Habe unterwegs ein wunderbares Buch gelesen, das mir meine gute Freundin und Schriftsteller-Kollegin Ina Bruchlos geschenkt hat. Weil es sie, wie sie sagte, irgendwie an meinen neuen Roman erinnert hat. Oben ist es still. Und tatsächlich gibt es Parallelen. Pikanterweise geht es darin um ein problematisches Vater-Sohn-Verhältnis. Und auch wenn ich natürlich abstrahieren kann, habe ich doch gemerkt, wie diese Geschichte die Reflexion über die Beziehung zu meinem eigenen Vater angekurbelt hat. Kurioserweise hat er sich das Buch während unseres Urlaubs einmal vom Tisch genommen und sich prompt darin festgelesen. Ich rief ihm zu, es sei jetzt gerade vielleicht „nicht das richtige Buch“, aber er ließ nicht davon ab. Fand ich natürlich spannend, weil ich mich gefragt habe, was ihn daran wohl so packt. Und ob er es einfach lesen konnte, ohne es gleich an sein eigenes Leben anzulegen. Und an meines.

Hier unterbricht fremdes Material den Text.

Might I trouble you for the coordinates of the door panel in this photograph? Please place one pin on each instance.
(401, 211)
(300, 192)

Auf jeden Fall ist mir mal wieder klar geworden, dass die alltäglichen Probleme, mit denen ich mich herumschlage, nicht existenzieller Natur sind. Und da geht es mir vermutlich wie vielen anderen. Habe gestern gelesen, dass die Deutschen im Durchschnitt am wenigsten arbeiten, weil sie so viel Urlaub haben und so oft krank sind.
Das hat schon etwas damit zu tun, dass man es sich leisten können muss, krank zu sein. Dass man krank sein darf.

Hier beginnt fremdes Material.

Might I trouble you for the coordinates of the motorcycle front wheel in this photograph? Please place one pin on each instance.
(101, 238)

Jetzt war ich gestern beim Pferd, und das Pferd hat so hochwertiges Kraftfutter gegessen und ich ein Brot, das der Bäcker „Champagner-Roggen“ getauft hat, und jetzt sitze ich vorm Fernseher, schaue Liverpool gegen Man City, weil wir uns einen Sportkanal leisten können, und gleich werde ich noch für die SOS-Kinderdörfer spenden, weil ich das immer mache, wenn die mir schreiben, obwohl ich weiß, dass es mich nicht viel kostet, und dann fühle ich mich mutlos und denke wieder an diesen Aufkleber auf unserem Kühlschrank: What would you do, if you weren’t afraid, und dann denke ich: ja, what would I eigentlich tun, wenn ich keine Angst hätte, aber Angst ist ja relativ und irgendwie german, und die Nacht ist ne Bitch, aber natürlich ist Zeit kostbar, fast so kostbar wie eine gute Beziehung, und es ist leicht, darüber zu schwadronieren, wie man seine Zeit besser oder sinnvoller nutzen könnte, wenn man keine existenziellen Sorgen hat.

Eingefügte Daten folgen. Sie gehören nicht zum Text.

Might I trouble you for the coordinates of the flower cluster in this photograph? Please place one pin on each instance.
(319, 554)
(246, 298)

Was natürlich nicht bedeutet, dass psychische Probleme oder Traumata nicht belastend sein können. Gestern erzählte Gustav Peter Wöhler in einem wunderbaren NDR-Kultur-Interview, dass ihn der Chorleiter in der Schule nicht singen lassen wollte, weil er aus kleinen Verhältnissen stammte (Gustav, nicht der Lehrer), und dass ihm seine Gesangslehrerin später sagte, er habe (womöglich deswegen) eine Laufbahn als Opernsänger verpasst. Das war ziemlich berührend, und ich glaube, das vielleicht doch auch einiges besser geworden ist. Vielleicht aber auch nicht.
Das Jahr geht zu Ende, zumindest äußerlich. Obwohl die Temperaturen zu hoch sind. Der goldene Oktober verlängert sich in den November, die Sonne scheint so stark, dass Haut-Typen wie ich auf dem Fußballplatz erröten.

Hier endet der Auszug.